We stand before God with a unique set of problems, diseases, and sins. The comforting truth of the Incarnation is that Jesus took my flesh. All of it.
When I was growing up, I remember that my pastor, before the closing prayer of his children's sermons, would ask us to close our eyes and imagine the most beautiful, most loving picture of Jesus that we could. We were to believe that He was right there with us as we prayed. When I closed my eyes, the only image of Jesus that came to mind was the one that I had seen in paintings around the church and my children's Bible.
Do you know the one I'm talking about? I thought Jesus was light-skinned with a subtle tan. He had a distinctively trimmed beard and long brown hair that was treated with Pantene Pro-V conditioner. He wore a long, flowing white robe with a bright red sash over one of his shoulders and his arms were always outstretched. This was the Jesus that I saw with my mind's eye.
It doesn't take much to disprove that picture of Jesus. I know that's not what He looked like. Yes, He was born in the Middle East, and He had dark skin. And no, they did not have Pantene Pro-V conditioner in Nazareth. We all know these things.
We also know what the Scriptures say about how Jesus looked. It's not much at all, but the best visual that we have in the Scriptures is the prophet Isaiah's description of the Suffering Servant in Isaiah 53:2b-3: "[H]e had no form or majesty that we should look at him, and no beauty that we should desire him.

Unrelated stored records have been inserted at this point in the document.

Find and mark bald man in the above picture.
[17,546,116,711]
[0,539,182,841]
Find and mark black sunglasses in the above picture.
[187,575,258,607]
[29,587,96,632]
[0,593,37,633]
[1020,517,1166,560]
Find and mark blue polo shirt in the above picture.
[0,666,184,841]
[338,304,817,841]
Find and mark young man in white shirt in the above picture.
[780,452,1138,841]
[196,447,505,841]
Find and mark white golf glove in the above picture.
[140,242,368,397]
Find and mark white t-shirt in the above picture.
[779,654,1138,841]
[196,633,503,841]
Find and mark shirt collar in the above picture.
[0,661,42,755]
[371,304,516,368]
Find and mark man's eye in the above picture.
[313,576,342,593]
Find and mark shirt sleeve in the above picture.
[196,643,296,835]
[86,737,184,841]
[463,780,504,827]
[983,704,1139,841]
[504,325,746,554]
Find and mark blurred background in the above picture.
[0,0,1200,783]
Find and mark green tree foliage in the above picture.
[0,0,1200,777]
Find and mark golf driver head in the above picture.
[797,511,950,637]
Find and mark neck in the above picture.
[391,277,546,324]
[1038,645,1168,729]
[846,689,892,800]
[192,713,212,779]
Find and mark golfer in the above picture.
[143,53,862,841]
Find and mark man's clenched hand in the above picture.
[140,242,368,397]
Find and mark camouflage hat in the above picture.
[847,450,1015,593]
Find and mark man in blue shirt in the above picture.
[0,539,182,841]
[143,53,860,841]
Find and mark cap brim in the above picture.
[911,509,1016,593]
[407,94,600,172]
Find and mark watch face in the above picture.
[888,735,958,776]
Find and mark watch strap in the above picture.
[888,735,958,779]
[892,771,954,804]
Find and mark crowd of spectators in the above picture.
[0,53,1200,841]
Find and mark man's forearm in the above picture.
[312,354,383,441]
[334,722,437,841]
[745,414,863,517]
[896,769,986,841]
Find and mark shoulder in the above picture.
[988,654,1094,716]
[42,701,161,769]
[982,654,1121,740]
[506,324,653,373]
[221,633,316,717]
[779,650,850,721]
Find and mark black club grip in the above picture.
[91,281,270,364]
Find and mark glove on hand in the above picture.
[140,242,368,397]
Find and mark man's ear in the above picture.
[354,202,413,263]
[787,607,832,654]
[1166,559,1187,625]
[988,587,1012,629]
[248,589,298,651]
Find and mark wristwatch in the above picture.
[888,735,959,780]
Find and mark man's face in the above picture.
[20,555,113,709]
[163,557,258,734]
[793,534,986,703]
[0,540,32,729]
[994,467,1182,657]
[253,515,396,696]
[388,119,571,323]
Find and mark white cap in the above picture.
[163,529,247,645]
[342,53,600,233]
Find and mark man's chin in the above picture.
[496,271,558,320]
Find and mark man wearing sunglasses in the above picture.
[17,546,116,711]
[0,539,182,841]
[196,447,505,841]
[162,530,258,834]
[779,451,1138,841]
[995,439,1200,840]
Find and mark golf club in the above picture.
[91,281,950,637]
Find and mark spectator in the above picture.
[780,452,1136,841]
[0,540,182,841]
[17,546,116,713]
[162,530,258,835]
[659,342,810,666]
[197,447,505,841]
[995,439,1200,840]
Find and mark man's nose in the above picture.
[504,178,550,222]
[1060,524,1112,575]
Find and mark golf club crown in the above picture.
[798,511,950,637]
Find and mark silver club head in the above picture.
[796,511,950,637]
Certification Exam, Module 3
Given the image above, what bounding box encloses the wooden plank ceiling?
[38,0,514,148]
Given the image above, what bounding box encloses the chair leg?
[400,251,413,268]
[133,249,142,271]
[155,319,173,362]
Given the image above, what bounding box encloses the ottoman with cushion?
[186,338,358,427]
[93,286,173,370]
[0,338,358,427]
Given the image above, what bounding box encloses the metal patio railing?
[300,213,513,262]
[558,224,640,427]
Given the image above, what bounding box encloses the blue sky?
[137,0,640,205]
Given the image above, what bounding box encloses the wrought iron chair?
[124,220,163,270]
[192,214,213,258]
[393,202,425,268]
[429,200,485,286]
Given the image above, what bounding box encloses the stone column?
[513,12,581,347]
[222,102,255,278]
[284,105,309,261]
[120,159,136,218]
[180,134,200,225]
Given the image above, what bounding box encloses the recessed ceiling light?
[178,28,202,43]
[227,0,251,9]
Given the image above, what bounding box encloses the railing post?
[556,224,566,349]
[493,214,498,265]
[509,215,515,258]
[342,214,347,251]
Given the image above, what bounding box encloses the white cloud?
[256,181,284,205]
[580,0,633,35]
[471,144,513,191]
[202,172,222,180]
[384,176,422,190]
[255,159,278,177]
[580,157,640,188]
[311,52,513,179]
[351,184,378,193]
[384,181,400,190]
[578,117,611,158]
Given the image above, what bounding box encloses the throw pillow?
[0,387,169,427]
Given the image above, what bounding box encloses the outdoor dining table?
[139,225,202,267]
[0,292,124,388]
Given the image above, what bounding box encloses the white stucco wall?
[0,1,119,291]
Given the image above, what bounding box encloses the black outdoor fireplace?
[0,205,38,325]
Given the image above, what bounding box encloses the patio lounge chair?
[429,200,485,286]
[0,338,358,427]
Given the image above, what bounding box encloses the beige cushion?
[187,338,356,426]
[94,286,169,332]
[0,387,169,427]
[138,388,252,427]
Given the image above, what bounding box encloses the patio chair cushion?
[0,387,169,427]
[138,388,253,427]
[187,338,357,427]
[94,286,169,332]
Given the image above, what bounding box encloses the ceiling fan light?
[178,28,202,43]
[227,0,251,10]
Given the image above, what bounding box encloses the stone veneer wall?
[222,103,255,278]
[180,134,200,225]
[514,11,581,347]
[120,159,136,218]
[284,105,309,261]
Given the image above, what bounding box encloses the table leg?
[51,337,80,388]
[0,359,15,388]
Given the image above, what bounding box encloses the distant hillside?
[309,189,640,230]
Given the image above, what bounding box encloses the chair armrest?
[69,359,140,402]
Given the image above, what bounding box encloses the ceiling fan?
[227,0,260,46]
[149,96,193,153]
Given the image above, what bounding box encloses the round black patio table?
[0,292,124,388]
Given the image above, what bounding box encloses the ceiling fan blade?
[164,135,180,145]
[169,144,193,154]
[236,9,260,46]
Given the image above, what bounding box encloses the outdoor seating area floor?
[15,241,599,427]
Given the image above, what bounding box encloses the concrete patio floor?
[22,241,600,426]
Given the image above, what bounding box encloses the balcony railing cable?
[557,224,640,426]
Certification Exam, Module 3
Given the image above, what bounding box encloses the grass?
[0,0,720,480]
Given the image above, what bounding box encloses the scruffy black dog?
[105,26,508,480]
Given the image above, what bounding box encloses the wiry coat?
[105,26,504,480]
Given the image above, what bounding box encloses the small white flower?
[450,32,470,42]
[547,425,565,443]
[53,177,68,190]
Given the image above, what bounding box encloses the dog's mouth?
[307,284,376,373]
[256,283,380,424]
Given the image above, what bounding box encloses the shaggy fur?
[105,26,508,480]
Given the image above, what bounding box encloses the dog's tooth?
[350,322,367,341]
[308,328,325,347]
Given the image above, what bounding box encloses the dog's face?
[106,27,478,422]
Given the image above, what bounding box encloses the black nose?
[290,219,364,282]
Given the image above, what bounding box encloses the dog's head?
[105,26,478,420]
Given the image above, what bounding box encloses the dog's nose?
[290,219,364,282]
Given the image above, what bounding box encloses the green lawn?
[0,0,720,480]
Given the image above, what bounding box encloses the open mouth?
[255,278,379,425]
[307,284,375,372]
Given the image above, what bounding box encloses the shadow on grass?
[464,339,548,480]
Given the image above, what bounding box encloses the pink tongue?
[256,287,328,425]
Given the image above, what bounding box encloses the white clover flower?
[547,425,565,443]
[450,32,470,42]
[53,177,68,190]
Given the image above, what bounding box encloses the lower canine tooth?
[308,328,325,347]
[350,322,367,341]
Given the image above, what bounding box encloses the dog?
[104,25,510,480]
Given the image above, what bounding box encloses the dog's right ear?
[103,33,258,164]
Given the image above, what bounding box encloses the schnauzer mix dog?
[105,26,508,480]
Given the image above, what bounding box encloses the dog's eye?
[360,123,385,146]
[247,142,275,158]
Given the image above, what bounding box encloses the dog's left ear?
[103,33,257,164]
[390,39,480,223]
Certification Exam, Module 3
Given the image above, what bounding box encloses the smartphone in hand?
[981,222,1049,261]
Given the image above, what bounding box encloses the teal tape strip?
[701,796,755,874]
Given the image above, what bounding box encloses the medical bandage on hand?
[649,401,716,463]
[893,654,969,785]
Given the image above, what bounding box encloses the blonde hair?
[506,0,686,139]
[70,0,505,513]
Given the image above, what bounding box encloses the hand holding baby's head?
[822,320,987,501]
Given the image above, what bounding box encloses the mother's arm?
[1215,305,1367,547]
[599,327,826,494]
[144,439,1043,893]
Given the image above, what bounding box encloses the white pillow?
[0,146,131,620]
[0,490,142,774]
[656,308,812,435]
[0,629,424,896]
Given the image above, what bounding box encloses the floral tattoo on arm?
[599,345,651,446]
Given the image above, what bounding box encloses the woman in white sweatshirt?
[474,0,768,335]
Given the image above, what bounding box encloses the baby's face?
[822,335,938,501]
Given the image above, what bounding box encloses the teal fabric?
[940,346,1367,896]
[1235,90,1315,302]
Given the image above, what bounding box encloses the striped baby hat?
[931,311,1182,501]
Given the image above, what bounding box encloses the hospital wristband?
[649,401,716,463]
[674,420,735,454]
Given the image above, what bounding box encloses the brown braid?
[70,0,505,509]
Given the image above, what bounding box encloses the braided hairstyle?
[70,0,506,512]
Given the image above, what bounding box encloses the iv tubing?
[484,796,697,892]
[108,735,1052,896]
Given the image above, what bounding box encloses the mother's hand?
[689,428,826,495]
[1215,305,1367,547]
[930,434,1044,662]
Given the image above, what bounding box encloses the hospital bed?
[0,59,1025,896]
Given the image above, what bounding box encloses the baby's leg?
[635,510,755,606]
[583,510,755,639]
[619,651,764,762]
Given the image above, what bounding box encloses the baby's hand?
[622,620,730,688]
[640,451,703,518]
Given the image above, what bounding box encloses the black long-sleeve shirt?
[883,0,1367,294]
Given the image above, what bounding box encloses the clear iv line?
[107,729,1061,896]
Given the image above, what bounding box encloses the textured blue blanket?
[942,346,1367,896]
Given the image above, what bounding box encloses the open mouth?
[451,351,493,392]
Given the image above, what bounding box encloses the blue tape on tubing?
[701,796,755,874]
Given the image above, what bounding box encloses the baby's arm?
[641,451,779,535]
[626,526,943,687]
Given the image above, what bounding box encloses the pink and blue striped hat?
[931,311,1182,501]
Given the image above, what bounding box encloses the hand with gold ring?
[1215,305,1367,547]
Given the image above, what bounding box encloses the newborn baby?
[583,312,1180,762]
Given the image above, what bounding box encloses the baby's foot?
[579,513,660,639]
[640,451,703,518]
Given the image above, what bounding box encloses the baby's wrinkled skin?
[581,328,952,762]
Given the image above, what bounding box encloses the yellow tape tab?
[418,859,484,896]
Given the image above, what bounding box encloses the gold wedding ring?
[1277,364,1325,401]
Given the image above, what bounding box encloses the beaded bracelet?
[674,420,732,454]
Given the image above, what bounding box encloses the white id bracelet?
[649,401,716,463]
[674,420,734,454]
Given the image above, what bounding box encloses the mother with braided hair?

He was despised and rejected by men, a man of sorrows and acquainted with grief; and as one from whom men hide their faces he was despised, and we esteemed him not." According to Isaiah, Jesus was a plain, sorrowful man. He was so unimpressive and ordinary that you would be hard-pressed to pick him out of a crowd. In fact, when a large group of people gathered to be baptized by John the Baptist, Jesus stood in plain sight among them, and no one recognized Him as the Christ (John 1:26-27).
No one knows what Jesus actually looked like. All we know for sure is that He was indistinguishable from the ordinary person. And that's a beautiful thing. Dare I even say that there's a divinely inspired point in not knowing.
Of course, Jesus had a distinct face and pigment to His skin, but that doesn't stop artists from portraying Him to look like every ethnicity under the sun, nor does it stop churches all across the globe from putting on passion plays and nativity scenes that depict Him as one of their own. Why is that? Don't they care what He actually looked like? Perhaps there is an even more significant benefit to seeing Jesus look like me.
St. Gregory of Nazianzus, in his Critique of Apollinarius and Apollinarianism, wrote: "For that which [Jesus] has not assumed He has not healed, but that which is united to His Godhead is also saved. If only half Adam fell, then that which Christ assumes and saves may be half also; but if the whole of his nature fell, it must be united to the whole nature of Him that was begotten, and so be saved as a whole."
Each of us has been given a unique face, skin color, and personality by God. We stand before Him with a unique set of problems, diseases, and sins. The comforting truth of the Incarnation is that Jesus took my flesh. All of it. From a two-celled embryo to a fully grown adult, He assumed every part of me to save every part of me.
What did Jesus look like? He looked like every person for whom He came to save. He looked like you, and He looked like me. Seeing Him look like me reminds me that my flesh is redeemed and my flesh will be raised from the dead. Our whole selves, having been joined by baptism into His life, death, and resurrection, will be raised with Him on the day of His return.
And on that day—the day of the resurrection of all flesh—we will look a whole lot like Jesus.
"But our citizenship is in heaven, and from it we await a Savior, the Lord Jesus Christ, who will transform our lowly body to be like his glorious body, by the power that enables him even to subject all things to himself" (Philippians 3:20-21).